EL PANISMO COMO LA CAUSA PRIMERA DE LA VIOLENCIA EN GUANAJUATO.
Por Íñigo Javier Rodríguez Talancón
Reza un dicho popular que “No hay mal que dure cien años”, y en Guanajuato lo podríamos completar diciendo: “pero sí treinta y tres”, con las nefastas administraciones panistas…
Circula en redes sociales un video que pone en relación dos escenas, salvando una separación de tres años entre ambas, y que resulta así emblemático del periodo pre electoral en el que estamos: primero, Javier Mendoza como candidato del PAN, envalentonado y prometiendo acabar con la violencia en Celaya, pues, según él, sería su primera obligación como alcalde; después, el mismo Javier Mendoza, pero ahora en actitud medrosa al pretender eludir un cuestionamiento hecho por una ciudadana que hace unos días se le acercó a reclamarle, afirma todo lo contrario: “es que (resolver la violencia) no nos corresponde”.

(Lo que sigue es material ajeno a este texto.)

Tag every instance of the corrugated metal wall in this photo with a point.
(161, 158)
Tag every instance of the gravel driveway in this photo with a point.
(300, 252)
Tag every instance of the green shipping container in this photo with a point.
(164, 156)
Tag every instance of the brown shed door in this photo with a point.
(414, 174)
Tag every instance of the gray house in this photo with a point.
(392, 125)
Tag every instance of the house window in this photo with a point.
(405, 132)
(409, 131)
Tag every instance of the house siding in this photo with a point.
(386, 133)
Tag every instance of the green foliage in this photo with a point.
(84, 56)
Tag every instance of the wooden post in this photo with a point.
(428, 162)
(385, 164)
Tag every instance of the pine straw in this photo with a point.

Este grosero contraste entre las imágenes descritas, la de un candidato firme y decidido, y la de uno feble, pusilánime, entraña no sólo la aceptación de una derrota ante el mayor problema que aqueja al Municipio, el de la violencia, sino que constituye también un terrible anuncio: un alcalde que pretende seguir al frente de la administración por otros tres años y que, ya derrotado, sólo nos puede ofrecer más de lo mismo.
No entraré aquí a la discusión de si al alcalde corresponde o no la tarea de atender la violencia. El hecho es que con Javier Mendoza la inseguridad pública se ha incrementado en un grado exponencial. Y si bien es justo reconocer que él heredó de sus predecesores una inercia imparable respecto a la violencia en todas sus formas, las políticas y decisiones tomadas los últimos dos años han sido dentro de un completo continuismo.
Tampoco me ocuparé de los “factores externos”, a las cuales buscan las autoridades municipales y estatales, en forma harto simplista, atribuir toda la explicación del fenómeno, en el cual desde luego tienen la mayor parte. Lo que me interesa es apuntar a las causas endógenas, que llevan grabada en la frente el cuño de la responsabilidad política de décadas de malos gobiernos del PAN.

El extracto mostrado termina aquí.